Les passeurs avaient promis à Fentahun Derebe de l’amener en Arabie saoudite, où il pourrait gagner plus d’argent qu’il n’en avait jamais rêvé, puis revenir chez lui, en Ethiopie, pour monter son entreprise.

Arrivé sur la côte somalienne, les passeurs lui ont demandé plus d’argent. Fentahun ne pouvait pas payer. Alors ils l’ont abandonné. Sans argent, seul, le jeune homme de 19 ans n’a eu d’autre choix que de rebrousser chemin, plusieurs centaines de kilomètres à travers le désert.
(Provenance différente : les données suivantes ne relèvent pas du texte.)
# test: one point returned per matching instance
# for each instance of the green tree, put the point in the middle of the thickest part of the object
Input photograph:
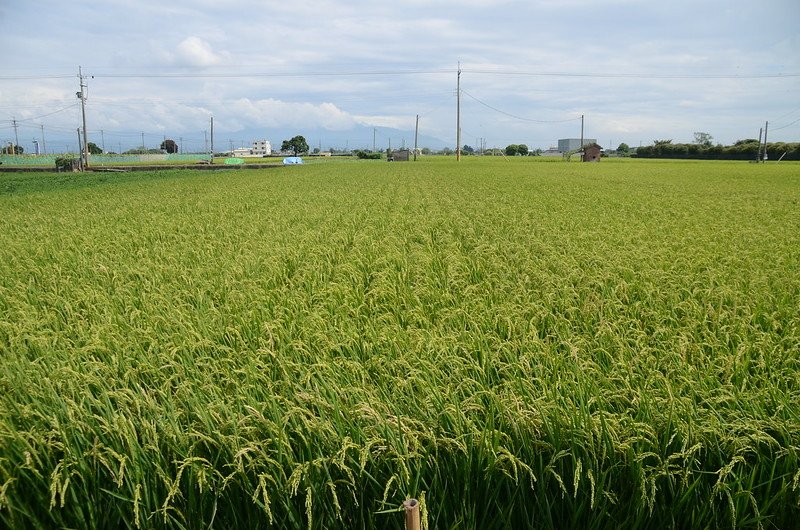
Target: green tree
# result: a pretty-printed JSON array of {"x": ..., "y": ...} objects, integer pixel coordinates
[
  {"x": 12, "y": 149},
  {"x": 297, "y": 145},
  {"x": 703, "y": 139},
  {"x": 169, "y": 146}
]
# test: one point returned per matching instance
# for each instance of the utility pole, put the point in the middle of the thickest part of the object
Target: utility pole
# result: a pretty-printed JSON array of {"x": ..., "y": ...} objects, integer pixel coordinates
[
  {"x": 16, "y": 138},
  {"x": 416, "y": 138},
  {"x": 79, "y": 148},
  {"x": 458, "y": 114},
  {"x": 82, "y": 96}
]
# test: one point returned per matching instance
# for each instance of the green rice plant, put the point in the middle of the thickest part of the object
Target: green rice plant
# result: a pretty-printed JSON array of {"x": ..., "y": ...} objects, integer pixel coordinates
[{"x": 517, "y": 344}]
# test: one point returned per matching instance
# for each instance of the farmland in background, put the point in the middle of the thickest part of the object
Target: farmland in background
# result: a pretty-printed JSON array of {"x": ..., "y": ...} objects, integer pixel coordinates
[{"x": 516, "y": 343}]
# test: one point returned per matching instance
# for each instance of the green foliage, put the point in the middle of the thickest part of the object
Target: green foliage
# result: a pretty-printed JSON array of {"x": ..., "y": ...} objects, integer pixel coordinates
[
  {"x": 516, "y": 150},
  {"x": 65, "y": 163},
  {"x": 704, "y": 139},
  {"x": 12, "y": 149},
  {"x": 741, "y": 150},
  {"x": 526, "y": 344},
  {"x": 297, "y": 145}
]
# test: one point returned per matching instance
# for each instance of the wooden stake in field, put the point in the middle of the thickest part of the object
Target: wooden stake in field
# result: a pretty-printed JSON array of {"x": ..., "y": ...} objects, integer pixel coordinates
[{"x": 412, "y": 514}]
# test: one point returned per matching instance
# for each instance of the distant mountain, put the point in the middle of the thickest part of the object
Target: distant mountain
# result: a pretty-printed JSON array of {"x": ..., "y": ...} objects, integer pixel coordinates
[{"x": 359, "y": 137}]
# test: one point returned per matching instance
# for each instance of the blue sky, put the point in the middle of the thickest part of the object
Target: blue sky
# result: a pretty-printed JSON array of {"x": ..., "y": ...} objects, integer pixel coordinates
[{"x": 637, "y": 70}]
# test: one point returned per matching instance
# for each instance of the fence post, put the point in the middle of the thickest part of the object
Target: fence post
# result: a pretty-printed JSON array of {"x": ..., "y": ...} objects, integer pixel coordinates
[{"x": 412, "y": 514}]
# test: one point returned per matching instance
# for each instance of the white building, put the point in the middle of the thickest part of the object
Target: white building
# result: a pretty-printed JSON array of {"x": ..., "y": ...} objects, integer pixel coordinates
[
  {"x": 260, "y": 148},
  {"x": 573, "y": 144}
]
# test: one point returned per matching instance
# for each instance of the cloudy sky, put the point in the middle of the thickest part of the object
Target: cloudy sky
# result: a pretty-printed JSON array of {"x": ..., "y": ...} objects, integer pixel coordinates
[{"x": 333, "y": 70}]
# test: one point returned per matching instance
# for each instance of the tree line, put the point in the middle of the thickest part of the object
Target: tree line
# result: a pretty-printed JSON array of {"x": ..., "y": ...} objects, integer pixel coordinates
[{"x": 742, "y": 150}]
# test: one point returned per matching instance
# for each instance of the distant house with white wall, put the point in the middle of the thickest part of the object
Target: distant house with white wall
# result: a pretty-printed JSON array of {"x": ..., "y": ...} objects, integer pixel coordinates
[{"x": 262, "y": 148}]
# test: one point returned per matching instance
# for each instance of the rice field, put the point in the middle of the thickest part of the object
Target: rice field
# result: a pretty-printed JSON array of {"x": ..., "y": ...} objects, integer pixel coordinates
[{"x": 518, "y": 344}]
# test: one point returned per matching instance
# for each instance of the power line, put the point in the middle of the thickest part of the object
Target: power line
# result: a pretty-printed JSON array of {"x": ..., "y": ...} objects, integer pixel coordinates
[
  {"x": 272, "y": 74},
  {"x": 50, "y": 113},
  {"x": 636, "y": 76},
  {"x": 517, "y": 117},
  {"x": 785, "y": 126}
]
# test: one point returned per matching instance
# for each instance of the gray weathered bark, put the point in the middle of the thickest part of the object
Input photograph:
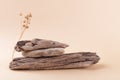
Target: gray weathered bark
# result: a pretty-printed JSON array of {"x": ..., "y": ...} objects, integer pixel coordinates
[
  {"x": 64, "y": 61},
  {"x": 35, "y": 44}
]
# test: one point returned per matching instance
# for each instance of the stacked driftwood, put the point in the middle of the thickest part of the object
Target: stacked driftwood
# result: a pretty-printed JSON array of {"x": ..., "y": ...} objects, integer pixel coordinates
[{"x": 47, "y": 54}]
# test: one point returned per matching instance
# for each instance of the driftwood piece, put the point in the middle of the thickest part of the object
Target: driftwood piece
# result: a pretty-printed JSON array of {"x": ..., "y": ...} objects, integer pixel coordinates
[
  {"x": 43, "y": 52},
  {"x": 28, "y": 45},
  {"x": 65, "y": 61}
]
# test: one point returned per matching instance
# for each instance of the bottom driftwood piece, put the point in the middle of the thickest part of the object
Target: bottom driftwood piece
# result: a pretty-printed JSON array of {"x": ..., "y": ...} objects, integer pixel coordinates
[{"x": 65, "y": 61}]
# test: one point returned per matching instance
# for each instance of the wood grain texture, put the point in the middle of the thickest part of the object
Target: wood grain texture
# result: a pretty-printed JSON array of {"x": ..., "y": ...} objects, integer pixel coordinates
[{"x": 65, "y": 61}]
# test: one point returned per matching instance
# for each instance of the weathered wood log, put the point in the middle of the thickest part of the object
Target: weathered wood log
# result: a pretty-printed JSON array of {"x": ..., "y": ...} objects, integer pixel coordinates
[
  {"x": 43, "y": 52},
  {"x": 65, "y": 61},
  {"x": 28, "y": 45}
]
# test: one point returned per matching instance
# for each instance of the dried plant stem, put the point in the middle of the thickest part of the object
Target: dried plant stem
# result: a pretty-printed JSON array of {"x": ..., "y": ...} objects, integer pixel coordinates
[
  {"x": 25, "y": 25},
  {"x": 24, "y": 28}
]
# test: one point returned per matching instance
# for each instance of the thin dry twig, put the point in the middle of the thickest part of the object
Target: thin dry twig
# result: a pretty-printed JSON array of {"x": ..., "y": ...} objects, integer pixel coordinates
[{"x": 25, "y": 25}]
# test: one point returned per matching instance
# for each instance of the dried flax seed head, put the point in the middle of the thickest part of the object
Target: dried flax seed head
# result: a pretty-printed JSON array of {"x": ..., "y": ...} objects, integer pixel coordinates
[{"x": 26, "y": 21}]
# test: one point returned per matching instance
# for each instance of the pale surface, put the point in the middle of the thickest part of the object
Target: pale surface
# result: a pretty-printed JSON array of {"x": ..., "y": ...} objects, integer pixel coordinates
[{"x": 86, "y": 25}]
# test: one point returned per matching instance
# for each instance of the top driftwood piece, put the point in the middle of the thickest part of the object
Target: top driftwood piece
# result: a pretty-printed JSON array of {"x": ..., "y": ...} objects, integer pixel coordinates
[{"x": 28, "y": 45}]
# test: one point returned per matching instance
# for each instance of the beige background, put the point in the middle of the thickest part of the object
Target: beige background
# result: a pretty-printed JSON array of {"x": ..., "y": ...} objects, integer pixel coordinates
[{"x": 87, "y": 25}]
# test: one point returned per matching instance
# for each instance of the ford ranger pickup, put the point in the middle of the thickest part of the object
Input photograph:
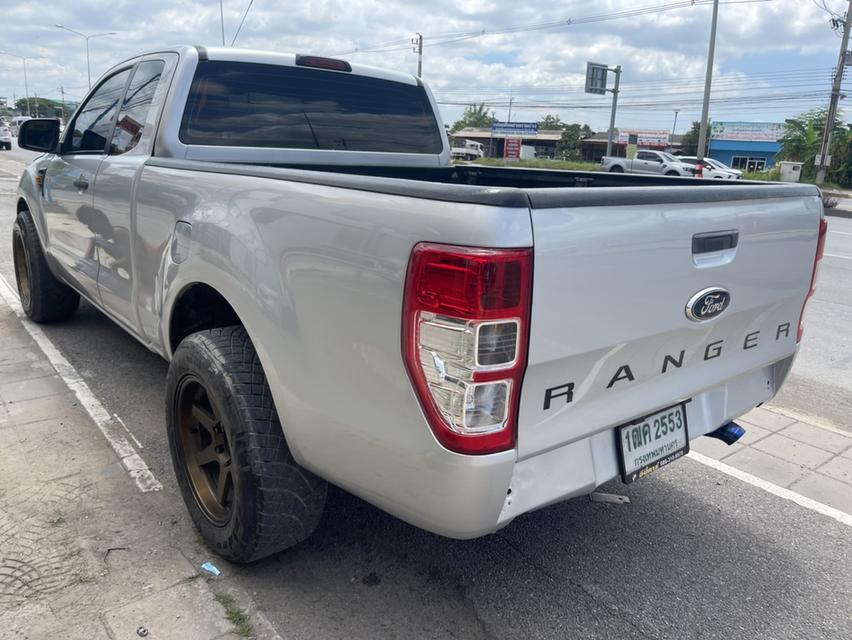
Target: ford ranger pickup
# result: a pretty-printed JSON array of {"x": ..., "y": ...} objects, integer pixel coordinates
[{"x": 457, "y": 345}]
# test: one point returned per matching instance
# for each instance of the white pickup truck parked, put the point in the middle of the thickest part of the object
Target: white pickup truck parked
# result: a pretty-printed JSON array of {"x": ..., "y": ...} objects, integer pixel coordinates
[
  {"x": 456, "y": 345},
  {"x": 469, "y": 150},
  {"x": 655, "y": 162}
]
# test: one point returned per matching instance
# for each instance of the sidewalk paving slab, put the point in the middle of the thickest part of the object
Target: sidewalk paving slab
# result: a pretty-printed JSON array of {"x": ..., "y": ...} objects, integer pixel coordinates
[
  {"x": 83, "y": 553},
  {"x": 826, "y": 490}
]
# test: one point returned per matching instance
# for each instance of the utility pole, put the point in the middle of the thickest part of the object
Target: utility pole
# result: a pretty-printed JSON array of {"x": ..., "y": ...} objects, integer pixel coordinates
[
  {"x": 614, "y": 105},
  {"x": 705, "y": 107},
  {"x": 222, "y": 21},
  {"x": 418, "y": 49},
  {"x": 825, "y": 147}
]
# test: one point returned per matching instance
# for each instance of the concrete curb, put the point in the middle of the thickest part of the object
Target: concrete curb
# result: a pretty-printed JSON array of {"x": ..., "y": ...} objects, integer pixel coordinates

« On m’avait dit que j’aurais un bon travail et que je changerais de vie. On m’avait dit que ce serait facile. Mais ça ne s’est pas du tout passé comme ça », raconte de sa voix douce le jeune homme, rencontré à Hargeisa, dans le nord de la Somalie.

De nombreux migrants africains, principalement éthiopiens, échouent dans cette ville, carrefour de l’une des routes migratoires les plus fréquentées au monde : la « route de l’Est », vers la péninsule arabique.

Le voyage est périlleux, parfois fatal

Loin des caméras braquées sur l’Europe, les traversées de la Méditerranée et les milliers de réfugiés actuellement massés aux frontières polonaises, cette autre route connaît un regain de fréquentation.

Le voyage est périlleux, parfois fatal, à travers les déserts et certaines régions chaotiques de la Corne de l’Afrique, les eaux tumultueuses du golfe d’Aden, jusqu’au Yémen en guerre. De là, les migrants doivent traverser de nouvelles zones hostiles dans l’espoir d’atteindre l’Arabie saoudite ou d’autres Etats du Golfe pour y trouver du travail. La plupart n’y arrivent jamais.

Des dizaines de milliers d’entre eux se retrouvent piégés au Yémen, incapables de payer un voyage de retour, pris en otage par des passeurs ou détenus par les autorités locales. En mars, un incendie dans un centre de détention surpeuplé de la capitale yéménite a tué des dizaines de migrants.

Le même mois, vingt personnes sont mortes noyées lorsque des passeurs ont jeté par-dessus bord des dizaines de migrants de leur embarcation surchargée en route vers le Yémen. Beaucoup ne quittent jamais l’Afrique, escroqués comme Fentahun avant même de mettre les voiles.

« La route n’était pas sûre »

« Ils m’ont dit que ça coûterait 500 dollars [quelque 440 euros] pour monter sur le bateau. Je n’en avais même pas 100. J’ai été choqué », raconte le jeune homme, qui a quitté sa ville de Gondar, dans le nord de l’Ethiopie, ayant à peine terminé son lycée.

Les migrants ont deux options pour rejoindre le Yémen depuis le continent africain. L’une via Obock, à Djibouti, mais les côtes y sont surveillées et les migrants traqués. L’autre depuis Bosaso, dans le nord de la Somalie, où le contrôle est plus faible. Cette dernière est plus populaire mais aussi plus longue et plus dangereuse.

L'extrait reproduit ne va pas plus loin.